医療分野では、認証規格の改正に適合した酸素濃縮装置を製造販売しています。当連結会計年度においては、新型コロナ需要による増産化と安定供給のため改良開発に取り組んでいます。また、CAIRE社で次世代の遠隔医療ソリューションとなるアプリ「myCAIRE」を開発、上市しました。「myCAIRE」は、患者様の携帯電話やタブレット機器を介して、酸素濃縮装置からリアルタイムでデータを収集することで、医療機器プロバイダーから簡単にデータにアクセスできる遠隔医療ソリューションです。

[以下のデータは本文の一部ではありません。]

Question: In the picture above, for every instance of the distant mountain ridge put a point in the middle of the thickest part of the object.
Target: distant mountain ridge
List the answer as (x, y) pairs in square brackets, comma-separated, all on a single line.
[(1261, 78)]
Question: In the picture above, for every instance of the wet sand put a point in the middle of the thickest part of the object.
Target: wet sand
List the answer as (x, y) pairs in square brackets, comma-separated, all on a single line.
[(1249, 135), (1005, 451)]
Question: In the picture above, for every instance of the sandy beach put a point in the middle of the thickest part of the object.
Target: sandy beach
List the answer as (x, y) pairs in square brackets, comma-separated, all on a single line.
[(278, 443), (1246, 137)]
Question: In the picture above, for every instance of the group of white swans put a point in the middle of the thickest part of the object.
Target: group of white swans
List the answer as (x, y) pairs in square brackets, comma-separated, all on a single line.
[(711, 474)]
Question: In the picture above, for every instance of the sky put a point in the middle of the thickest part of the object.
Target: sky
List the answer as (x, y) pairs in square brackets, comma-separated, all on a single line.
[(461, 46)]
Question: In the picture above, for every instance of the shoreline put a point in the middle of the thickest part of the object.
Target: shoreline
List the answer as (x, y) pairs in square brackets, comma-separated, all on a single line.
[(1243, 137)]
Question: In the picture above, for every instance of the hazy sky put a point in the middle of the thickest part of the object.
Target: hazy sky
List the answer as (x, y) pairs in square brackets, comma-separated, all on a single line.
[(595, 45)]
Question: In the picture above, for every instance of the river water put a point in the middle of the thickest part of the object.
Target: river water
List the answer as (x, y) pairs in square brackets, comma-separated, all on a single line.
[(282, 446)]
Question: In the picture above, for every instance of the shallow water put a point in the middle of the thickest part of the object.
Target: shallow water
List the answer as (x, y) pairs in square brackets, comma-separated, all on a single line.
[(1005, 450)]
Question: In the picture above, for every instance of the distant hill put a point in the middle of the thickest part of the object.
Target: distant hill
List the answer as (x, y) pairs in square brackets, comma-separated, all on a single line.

なお、当セグメントの研究開発に係る費用の金額は、7,348百万円です。

<新規事業>

新規事業関連では、エネルギークリーン化への対応として期待の大きなテーマである燃料電池関連の開発に取り組んでいます。現在、独自の機能性セラミックスの材料技術とプロセス技術を活かし、高効率でクリーンな発電システムとして期待される固体酸化物形燃料電池(SOFC)の開発と事業の立ち上げを進めています。当連結会計年度においては、森村グループ各社による合弁会社「森村SOFCテクノロジー株式会社」にて、従来他社より小型・軽量・高効率のスタックを展開し、高効率分散電源への適用や脱炭素社会に向けた新規用途への採用に向け活動を進めています。また、業務・産業用のSOFCセルスタックの今後の量産拡大や家庭用の採用を視野にいれ、生産拠点の集約や設備投資による量産体制の構築を開始しました。円筒形セルスタックは三菱重工業株式会社との合弁会社「CECYLLS株式会社」にてセルスタックの量産を開始しました。今後、大型の業務・産業用燃料電池システムに搭載され、上市される予定です。また、固体酸化物形燃料電池(SOFC)を応用した固体酸化物形電解セル(SOEC)の事業化を目指し、開発を開始しています。その他新規事業関連の分野では、コロナ禍において、当社技術を活用して社会貢献するために、セラミック技術を利用したオゾン発生器(澄風)を発売いたしました。当社センシング技術も利用し、効率的なウイルス除去が可能な製品となっています。更には、当社アフターマーケット商流に繋がっている独立系修理工場に、車両ユーザーをデジタル技術で繋ぎ、修理やメンテナンス、定期点検の集客を行うプラットドームサービス、「ドクターリンク」を上市しました。

なお、当セグメントの研究開発に係る費用の金額は、8,174百万円です。